We've been working on the bathroom every day that Dug is on vacation and we are seeing progress. We are in the building-back-up stage. Finally! The main reason we gutted our bathroom in the first place was because we had some water issues. The bathtub/shower had been put together poorly and it was leaking into our basement. Not good. The linoleum had some discoloration from water damage, the floor plan was less than stellar and our toilet had seen much brighter days. Oh, and we were using an adjustable wrench to turn the hot water on and off and the shower drain was slower than molasses in a blizzard.
When you think about things that can be devastated by children, one's first thought does not go to the toilet. But, alas, toilets are not impervious to my young ones. The porcelain throne's first injury was dealt by my oldest daughter. The tank lid didn't sit fully on the tank because the toilet was built in too close to the wall. (One example of the faulty floor plan.) The back side of the lid sat on the tank edge. Daughter #1 leaned on it in a funny way and it fell off. I think she was 3 or 4 at the time. It broke in two pieces. Dug fixed it with epoxy, but didn't realize the tube was for gray and not white. So our poor, white toilet had a jagged gray scar on its tank lid. Injury part deux occurred when Daughter #2 dropped a large glass candle holder into the poor toilet. It knocked out a hole about the size of my index finger in the bottom of the bowl, which proceeded to empty its contents onto the floor. The "upside" was that it had been recently flushed. I was so grateful. Odds like that don't come my way every day. So prior to the gutting, the john had two scars: a toilet's equivalent of a knife slash and gunshot wound. Poor thing. He never saw it coming.)
-end of side story
back to main story:
For defining purposes, when I say gutted, I mean gutted. The only things left standing are the studs and floor. The linoleum and sub-floor had been removed so we are standing on the actual floor boards, which, if removed, would leave a gaping hole into the basement. So, what do we do? Why remove them, of course. Not all, just a few. Some of the floor boards and part of the framing boards had rotted from the leak. With the kitchen wall gone, we had a hole from the kitchen through the bathroom, down into the basement. The picture of my kids peering down from the kitchen counter was taken by me while I was standing in the basement, looking up through the bathroom floor. Or, more correctly, where the bathroom floor formerly was located. They think this whole renovation thing is pretty fun.

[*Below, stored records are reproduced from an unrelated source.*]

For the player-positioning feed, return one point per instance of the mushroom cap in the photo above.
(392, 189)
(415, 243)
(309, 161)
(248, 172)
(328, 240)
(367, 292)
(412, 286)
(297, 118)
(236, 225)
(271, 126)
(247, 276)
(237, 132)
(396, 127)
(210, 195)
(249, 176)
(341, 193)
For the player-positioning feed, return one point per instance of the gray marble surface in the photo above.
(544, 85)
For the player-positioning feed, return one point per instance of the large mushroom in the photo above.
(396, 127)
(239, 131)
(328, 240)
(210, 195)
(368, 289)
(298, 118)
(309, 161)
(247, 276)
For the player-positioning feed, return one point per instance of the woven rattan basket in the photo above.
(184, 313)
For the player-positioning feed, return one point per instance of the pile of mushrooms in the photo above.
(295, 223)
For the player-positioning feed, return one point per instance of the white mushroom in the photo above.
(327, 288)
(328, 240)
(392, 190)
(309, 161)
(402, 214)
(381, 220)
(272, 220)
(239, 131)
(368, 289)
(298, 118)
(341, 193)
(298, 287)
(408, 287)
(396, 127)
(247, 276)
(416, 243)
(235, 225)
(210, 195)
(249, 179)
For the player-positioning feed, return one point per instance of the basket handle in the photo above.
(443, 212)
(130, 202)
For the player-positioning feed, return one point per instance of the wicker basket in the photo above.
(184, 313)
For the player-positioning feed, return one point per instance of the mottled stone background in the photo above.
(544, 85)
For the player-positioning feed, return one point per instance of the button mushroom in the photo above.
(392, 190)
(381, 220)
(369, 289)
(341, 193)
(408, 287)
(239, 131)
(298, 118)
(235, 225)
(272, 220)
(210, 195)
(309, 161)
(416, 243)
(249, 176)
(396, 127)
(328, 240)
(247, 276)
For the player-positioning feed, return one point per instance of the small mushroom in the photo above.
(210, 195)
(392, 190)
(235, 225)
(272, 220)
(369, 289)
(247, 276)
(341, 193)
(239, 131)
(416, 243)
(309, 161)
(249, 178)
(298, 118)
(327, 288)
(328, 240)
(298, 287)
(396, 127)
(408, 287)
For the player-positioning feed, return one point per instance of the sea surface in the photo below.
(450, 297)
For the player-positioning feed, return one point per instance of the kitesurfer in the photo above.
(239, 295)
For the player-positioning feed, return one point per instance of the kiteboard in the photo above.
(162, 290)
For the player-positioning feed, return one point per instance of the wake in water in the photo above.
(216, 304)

Side note: My youngest son, who is three, does not remember there ever being a bathroom there. He wasn't yet two when we destroyed it. In his mind, having a gutted, non-working room in your house is completely normal. Wierd, huh?
Today we fixed the floor. It was so cool. It was progress. We took what was once a hole and made it whole again. (I just reread that, and that's just funny.) What accomplishment. Even though it was small in the grand scope of the entire project, it was still movement forward. And I'm all for forward momentum...
Here are a couple pictures of the beautiful fresh wood stuffs. The first one is from inside the bathroom. We put the new piece of floor in and replaced the missing framing 2x4 along the base of the wall.
This second one is from the basement looking up. You can see where we had to put in 2x4 pieces to attach and shore up the replacement piece.
That's all for now...I'll keep you posted.